Currently, Texas has a AAA credit rating, the best there is, so it’s less expensive for the state to borrow money and it makes for a hospitable business environment. Texas Comptroller Glenn Hegar has issued a warning about the state’s credit rating and its rainy day fund, which helps the state keep up with its long term liabilities.
“We need to reform the way that we manage that,” he says. “If we do not pay attention to our long term liabilities, then I think sometime in the near future Texas could see a downgrade in our credit rating.”
The Rainy Day Fund, or the Economic Stabilization Fund, currently has $11 billion in it.
Hegar says the Rainy Day Fund is sitting “in the treasury pool” and functions as overnight cash.
“That means that my office is not able to earn enough interest to cover what the inflationary cost of that money is,” Hager says. “We can’t earn enough interest on it. That means next year the purchasing power of that money has gone down.”
Hegar suggests putting the money in an endowment fund, similar to the structure that universities use. This would allow the money to grow over time and to be there if and when the state needs it down the line.

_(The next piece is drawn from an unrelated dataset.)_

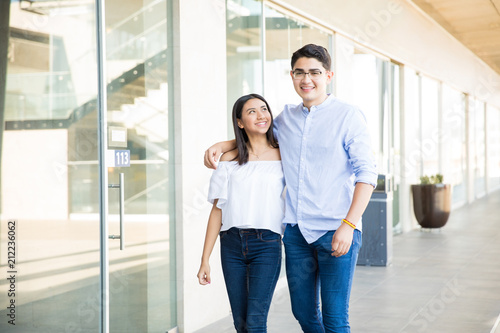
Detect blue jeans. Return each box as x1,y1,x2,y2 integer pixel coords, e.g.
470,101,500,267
283,224,362,333
220,227,282,333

But Hager doesn’t want to be hasty about investing the money.
“Markets are something that’s long term. There are highs and there are lows,” he says. “You don’t try to invest it all at once. You time it very strategically.”
Hager wants to make sure the state invests defensively and mitigates the risks. The goal is to avoid the drop in the credit rating that would come with the state getting behind on its long term liabilities.